The life-changing magic of inspirational teachers | Letters

Responding to an article by midlife career changer Lucy Kellaway, Marie Davis reflects on her rewarding late entry into teaching, but Jason Jawando and Matt Cole sound a note of caution. Plus letters from Rev Jennifer Hall and Rev Paul Hutchinson on late ordinations and James Kelso on a brilliant art teacher

Bravo, Lucy Kellaway, for changing careers midlife (Leaving burnout behind: the pain and pleasure of starting a new career in my 50s, 14 July). Initiation by fire, I suspect, especially in secondary schools. I also took the plunge almost 25 years ago and entered primary teaching at 50 when my last child entered school.

Downside – the tiredness, sheer exhaustion when you could sleep for a week at the end of term. Positives – how long have you got?

To teach a young child to read is to gift them a lifetime of pleasure in the written word. To nurture and teach a special needs child is a privilege, and to teach a child how to write a story (nearly as good as JK Rowling’s) is magical.

And then there are the intangible gifts you receive through the rigour of teaching. From being a shrinking violet, I became assertive, my quiet voice able to command discipline (think classroom of 30 children on a rainy day) at the drop of a hat.

Good luck to you, Lucy – you will have already immeasurably changed young people’s lives for the better, and the memories last into eternity.
Marie Davis
Peterborough

• I left a career in the civil service at 49 to retrain as a secondary English teacher. Like Lucy Kellaway, I met scepticism and bemusement from colleagues and friends, and I also thought that my confidence and life experience would make me an inspirational teacher. Unlike her, I was wrong. I realised very quickly that teaching isn’t for me, and left after two months.

That was eight months ago, and I’ve now got a job that I genuinely enjoy, which is much closer to what I was doing in the civil service, while still being different enough to count as a change.

I completely agree that we need to think about the realities of our longer working lives. If someone were to ask my advice about going into teaching later in life, I certainly wouldn’t discourage them, but I would stress how important it is to find out exactly what is involved.
Jason Jawando
Wolverhampton

• Lucy Kellaway claims that her Now Teach scheme could supply a “mountain of ageing, rootless talent” to fill vacancies in Britain’s schools, as she did after working at the Financial Times.

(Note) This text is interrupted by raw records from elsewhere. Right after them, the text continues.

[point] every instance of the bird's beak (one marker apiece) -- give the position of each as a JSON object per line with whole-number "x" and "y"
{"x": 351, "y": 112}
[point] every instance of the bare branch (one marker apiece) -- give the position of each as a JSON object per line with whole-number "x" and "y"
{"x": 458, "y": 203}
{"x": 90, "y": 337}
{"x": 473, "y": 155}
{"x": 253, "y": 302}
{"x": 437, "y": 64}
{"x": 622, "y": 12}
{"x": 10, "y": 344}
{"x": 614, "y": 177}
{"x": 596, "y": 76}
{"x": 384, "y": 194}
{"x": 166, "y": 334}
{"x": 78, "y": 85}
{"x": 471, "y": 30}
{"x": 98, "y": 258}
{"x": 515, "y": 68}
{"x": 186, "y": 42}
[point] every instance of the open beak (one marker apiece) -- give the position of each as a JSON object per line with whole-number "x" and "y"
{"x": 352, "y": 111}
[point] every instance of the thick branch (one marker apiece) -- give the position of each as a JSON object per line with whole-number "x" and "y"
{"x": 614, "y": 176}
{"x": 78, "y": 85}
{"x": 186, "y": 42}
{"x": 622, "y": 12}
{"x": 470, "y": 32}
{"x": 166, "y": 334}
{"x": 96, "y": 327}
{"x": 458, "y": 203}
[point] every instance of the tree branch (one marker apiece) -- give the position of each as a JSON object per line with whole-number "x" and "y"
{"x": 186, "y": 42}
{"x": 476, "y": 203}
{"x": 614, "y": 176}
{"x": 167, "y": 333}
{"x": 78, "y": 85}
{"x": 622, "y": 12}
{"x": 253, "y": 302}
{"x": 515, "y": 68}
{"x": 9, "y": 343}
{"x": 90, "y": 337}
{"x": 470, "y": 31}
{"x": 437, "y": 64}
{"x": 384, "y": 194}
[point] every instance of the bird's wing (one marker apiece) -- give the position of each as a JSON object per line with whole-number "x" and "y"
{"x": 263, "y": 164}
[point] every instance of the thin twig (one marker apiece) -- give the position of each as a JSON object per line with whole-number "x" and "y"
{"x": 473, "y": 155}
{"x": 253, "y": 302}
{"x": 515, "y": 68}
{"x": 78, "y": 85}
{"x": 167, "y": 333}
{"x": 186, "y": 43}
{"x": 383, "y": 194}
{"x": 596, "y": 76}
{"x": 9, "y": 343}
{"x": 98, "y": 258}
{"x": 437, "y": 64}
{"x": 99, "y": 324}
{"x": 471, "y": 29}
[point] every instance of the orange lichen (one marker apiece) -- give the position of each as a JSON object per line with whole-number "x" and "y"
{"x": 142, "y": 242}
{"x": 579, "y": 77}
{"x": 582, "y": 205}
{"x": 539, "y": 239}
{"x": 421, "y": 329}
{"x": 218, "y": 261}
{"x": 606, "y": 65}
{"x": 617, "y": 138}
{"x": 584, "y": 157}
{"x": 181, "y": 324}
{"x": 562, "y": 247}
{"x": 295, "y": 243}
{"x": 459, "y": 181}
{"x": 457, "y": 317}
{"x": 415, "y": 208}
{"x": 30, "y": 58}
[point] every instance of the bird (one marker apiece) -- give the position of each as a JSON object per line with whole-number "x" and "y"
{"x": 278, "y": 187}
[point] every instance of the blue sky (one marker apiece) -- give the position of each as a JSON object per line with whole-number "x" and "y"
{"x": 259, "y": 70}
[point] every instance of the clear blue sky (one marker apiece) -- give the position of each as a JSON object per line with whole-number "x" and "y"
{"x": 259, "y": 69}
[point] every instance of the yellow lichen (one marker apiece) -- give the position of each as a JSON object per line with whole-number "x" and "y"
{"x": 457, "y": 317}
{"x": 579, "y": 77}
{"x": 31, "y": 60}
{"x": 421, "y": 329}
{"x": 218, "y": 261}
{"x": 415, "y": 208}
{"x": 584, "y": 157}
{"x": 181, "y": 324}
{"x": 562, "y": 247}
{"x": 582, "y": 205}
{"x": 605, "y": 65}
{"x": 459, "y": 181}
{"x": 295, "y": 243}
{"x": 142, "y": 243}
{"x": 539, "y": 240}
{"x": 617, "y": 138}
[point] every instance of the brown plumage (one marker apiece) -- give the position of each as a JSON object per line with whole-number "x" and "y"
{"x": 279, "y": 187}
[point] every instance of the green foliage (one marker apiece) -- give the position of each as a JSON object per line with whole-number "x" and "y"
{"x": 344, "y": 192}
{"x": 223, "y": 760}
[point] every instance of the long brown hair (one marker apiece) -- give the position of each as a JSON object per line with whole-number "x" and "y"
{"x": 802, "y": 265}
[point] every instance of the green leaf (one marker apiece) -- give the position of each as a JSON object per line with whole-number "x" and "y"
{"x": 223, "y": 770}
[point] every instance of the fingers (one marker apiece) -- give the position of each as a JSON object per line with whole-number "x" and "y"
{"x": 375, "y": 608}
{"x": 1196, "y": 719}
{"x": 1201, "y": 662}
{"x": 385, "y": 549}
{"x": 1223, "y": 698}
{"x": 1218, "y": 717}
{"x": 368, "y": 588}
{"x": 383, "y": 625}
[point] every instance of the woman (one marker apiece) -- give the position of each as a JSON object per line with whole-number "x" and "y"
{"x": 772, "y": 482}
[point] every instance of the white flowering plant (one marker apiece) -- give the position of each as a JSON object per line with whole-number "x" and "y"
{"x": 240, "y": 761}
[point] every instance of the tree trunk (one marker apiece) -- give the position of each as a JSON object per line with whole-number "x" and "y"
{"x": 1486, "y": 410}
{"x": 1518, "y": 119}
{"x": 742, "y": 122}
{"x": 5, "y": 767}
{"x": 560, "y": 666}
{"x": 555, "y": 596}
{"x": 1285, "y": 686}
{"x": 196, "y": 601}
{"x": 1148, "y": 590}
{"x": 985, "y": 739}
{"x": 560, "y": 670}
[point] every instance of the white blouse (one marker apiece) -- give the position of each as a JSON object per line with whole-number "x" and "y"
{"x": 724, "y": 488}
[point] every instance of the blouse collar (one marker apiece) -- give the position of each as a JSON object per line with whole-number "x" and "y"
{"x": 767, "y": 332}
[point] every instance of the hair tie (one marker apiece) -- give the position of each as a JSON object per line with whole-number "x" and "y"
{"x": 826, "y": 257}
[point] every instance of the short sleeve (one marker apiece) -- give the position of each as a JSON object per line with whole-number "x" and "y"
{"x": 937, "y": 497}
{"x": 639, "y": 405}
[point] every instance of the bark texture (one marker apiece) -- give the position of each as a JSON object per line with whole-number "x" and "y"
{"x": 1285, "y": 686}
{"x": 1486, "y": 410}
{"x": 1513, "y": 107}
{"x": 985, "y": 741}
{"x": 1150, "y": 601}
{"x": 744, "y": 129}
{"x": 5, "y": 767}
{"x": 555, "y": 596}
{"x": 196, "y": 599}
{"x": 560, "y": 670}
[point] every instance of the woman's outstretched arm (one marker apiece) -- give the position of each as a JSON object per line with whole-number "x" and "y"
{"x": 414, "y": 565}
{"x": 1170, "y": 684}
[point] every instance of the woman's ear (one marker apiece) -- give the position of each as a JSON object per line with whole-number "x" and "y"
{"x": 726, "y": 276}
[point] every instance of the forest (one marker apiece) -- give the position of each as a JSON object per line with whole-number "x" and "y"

Unfortunately, all the restless broadsheet columnists in the world won’t match the problem. The demands of teaching mean that we lose four in 10 new trainees within five years, and a third of all teachers plan to leave within the next five. While pupil numbers are growing, the number of staff is shrinking.

If, like Kellaway, you have stored up a much larger previous salary and pension, dispensed with the costs of obligations such as children and housing, and don’t mind your static salary, you may find a foray into teaching an interesting challenge. You will at least be rare.
Matt Cole
Birmingham

• Lucy Kellaway says “I’m hoping to see copycat schemes springing up for nurses and police officers (and perhaps one for clerics that could be called Now Preach)”. The Church of England already has a scheme for training older people as clerics. I was ordained at 65 and am still working at 76, albeit part time and a little slower, and I am not the only one.
Rev Jennifer Hall
Bristol

• The Church of England has been happy to encourage older vocations for decades. In my parish, a priest now in his 90s was ordained (while still a headteacher) more than four decades ago, and I have a colleague who has just been ordained to unpaid ministry a substantial number of years into retirement. Quite a few in their 50s might still find their way into paid ministry too.
Rev Paul Hutchinson
St Neots, Cambridgeshire

• I had a brilliant art teacher, Mr Smart, at Sloane school, Chelsea, in the 1950s. In “free composition” classes, he would look at your design and say: “You’ve a gap here, my boy, why not put in a bit of bush!” He said the same thing to all the boys. “Bit of bush” became his nickname. I still follow his advice to this day.